I pulled out my phone and snapped a bunch of pictures of tufts of hair, one loose coyote leg laying half-buried in bloody sand, and some piles of blood-muddied dirt. “Skeeter?” I said.
“Yeah, what you got?”
“I’m sen
ding you some pictures to look at. Wait, never mind. I can’t send data out here.”
“Bubba, the only reason you have cell service is because I put that portable repeater in your bag. What do you see?”
“Looks like some kind of animal attack. Shitload of blood and hair. I’d guess coyote, but I’ve only got about one leg to go by.”
“That’s disgusting,” Skeeter said.
“Yeah, I’m a little surprised there ain’t more guts and stuff laying around, though. This is a real clean kill, like whatever did this hauled the coyote off somewhere to eat.”
“Sounds smart,” Skeeter said.
“I hate hunting smart monsters,” I said.
“You hate hunting monsters that are smarter than you,” Skeeter replied.
“Yeah, ain’t that what I said? Anyway, there’s a blood trail. I’m gonna see what I can find if I follow it.”
“Don’t get lost. It gets cold out there at night.”
I didn’t get lost. I also didn’t find shit, even after traipsing around half the night in the cold-ass desert. The sun was coming up, setting the horizon ablaze by the time I trudged back to my truck. I made it back to Tyson’s house right about the time Vanessa was setting the breakfast table.
“That does not look like a hunter coming home triumphant,” she said. “Leave your boots on the porch if you’ve got anything nasty on them.”
I didn’t think I did, but I took them off anyway. She was walking around barefoot in the kitchen, so I wasn’t sure if they were some of those folks that don’t like shoes in the house, but either way it felt good to get my poor feet out of them boots for a while.
“What do we look like when we’re triumphant?” Tyson said, limping around the corner and sitting down at the head of the table.
“Oh, sweetie, y’all are downright insufferable,” Vanessa said, sliding a plate piled high with eggs and bacon in front of him.
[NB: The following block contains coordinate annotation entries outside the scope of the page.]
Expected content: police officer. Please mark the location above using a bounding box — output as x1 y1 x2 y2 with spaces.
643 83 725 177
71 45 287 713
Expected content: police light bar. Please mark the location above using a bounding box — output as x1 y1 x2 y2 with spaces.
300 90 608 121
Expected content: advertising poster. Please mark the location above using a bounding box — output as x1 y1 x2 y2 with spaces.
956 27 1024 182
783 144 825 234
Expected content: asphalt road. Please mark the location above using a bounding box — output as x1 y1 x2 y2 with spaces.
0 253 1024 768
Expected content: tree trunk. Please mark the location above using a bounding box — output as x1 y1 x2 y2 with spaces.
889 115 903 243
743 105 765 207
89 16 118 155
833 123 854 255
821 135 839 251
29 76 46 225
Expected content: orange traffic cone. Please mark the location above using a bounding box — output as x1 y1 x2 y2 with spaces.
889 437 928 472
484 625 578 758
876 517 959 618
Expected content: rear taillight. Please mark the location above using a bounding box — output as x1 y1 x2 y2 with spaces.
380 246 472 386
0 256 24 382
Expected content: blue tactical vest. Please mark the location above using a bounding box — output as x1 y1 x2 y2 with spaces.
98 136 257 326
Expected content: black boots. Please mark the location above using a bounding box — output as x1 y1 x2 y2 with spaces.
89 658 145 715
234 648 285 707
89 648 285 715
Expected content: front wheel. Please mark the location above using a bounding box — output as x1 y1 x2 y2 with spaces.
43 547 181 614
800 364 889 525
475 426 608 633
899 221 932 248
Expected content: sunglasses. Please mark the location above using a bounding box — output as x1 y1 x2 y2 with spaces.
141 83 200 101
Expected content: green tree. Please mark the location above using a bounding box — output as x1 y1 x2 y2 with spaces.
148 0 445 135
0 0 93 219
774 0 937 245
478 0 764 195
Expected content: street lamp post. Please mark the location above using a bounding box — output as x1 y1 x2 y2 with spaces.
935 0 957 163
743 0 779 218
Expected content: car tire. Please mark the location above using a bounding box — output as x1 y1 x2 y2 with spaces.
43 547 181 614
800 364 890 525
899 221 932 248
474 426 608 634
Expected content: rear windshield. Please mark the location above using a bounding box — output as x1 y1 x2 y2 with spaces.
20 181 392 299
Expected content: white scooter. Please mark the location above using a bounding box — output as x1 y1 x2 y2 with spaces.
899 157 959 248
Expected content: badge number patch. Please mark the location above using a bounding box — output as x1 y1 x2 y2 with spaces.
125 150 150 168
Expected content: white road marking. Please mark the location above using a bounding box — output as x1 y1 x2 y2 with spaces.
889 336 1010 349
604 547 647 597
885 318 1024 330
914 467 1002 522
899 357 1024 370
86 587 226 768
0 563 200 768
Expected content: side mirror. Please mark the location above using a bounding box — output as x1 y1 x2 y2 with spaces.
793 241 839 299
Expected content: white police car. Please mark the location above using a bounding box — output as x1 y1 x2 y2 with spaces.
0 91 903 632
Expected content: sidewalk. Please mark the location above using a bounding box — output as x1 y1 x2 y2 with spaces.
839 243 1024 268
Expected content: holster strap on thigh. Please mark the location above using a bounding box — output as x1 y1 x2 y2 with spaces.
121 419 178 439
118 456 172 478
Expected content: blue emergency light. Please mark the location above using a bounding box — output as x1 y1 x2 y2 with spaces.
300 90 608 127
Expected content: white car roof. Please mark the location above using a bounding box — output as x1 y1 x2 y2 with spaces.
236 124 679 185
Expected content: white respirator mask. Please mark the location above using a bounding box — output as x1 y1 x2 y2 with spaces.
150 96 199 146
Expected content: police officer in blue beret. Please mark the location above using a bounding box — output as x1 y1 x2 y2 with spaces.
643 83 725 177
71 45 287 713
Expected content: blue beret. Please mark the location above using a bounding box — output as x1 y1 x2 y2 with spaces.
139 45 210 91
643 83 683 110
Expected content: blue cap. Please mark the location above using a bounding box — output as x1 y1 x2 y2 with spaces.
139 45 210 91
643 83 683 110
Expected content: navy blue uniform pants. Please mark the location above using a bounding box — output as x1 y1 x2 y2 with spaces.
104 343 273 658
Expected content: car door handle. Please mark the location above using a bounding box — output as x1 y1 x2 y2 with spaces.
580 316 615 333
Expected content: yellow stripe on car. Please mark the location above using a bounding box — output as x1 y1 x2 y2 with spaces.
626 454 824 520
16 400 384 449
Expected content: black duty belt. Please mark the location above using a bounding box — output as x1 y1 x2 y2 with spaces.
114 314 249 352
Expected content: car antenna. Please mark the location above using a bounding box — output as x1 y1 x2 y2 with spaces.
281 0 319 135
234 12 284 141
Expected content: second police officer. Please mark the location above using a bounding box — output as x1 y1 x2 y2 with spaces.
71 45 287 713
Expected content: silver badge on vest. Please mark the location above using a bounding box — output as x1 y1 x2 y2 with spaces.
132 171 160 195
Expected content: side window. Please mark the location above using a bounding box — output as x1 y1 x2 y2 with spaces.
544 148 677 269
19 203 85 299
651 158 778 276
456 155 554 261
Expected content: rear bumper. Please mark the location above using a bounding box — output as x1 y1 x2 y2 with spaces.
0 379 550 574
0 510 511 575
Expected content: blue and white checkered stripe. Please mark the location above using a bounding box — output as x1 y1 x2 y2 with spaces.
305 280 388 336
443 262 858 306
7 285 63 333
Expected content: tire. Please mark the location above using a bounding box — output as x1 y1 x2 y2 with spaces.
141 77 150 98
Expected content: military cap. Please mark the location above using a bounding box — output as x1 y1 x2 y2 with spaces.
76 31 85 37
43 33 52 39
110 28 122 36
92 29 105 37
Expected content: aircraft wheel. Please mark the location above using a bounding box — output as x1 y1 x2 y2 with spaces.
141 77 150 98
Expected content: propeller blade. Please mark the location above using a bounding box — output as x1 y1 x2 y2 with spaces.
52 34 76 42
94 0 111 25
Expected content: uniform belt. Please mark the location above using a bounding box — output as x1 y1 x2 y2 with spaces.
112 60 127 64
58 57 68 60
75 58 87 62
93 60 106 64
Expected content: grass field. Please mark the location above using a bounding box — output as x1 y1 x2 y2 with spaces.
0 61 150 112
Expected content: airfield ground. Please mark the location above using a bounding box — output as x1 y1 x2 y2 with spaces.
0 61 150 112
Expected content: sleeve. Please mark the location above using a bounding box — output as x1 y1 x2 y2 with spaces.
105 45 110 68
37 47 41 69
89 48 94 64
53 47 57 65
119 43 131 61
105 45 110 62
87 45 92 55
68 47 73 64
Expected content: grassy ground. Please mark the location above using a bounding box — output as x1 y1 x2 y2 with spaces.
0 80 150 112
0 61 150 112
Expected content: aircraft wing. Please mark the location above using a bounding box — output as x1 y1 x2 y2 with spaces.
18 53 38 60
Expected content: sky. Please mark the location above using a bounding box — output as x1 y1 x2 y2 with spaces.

She turned to me. “You want to get cleaned up before breakfast?”
“Yeah, I oughta at least get a quick shower. Otherwise I’m liable to put you off your feed,” I said, following her finger down the hall to the spare bedroom where she stashed my clothes. I grabbed a shower and sat down at the table ten minutes later, feeling almost human. I told them about my night while I shoveled food in my mouth, finishing up with the fact that the coyote’s leg was in the back of Tyson’s pickup.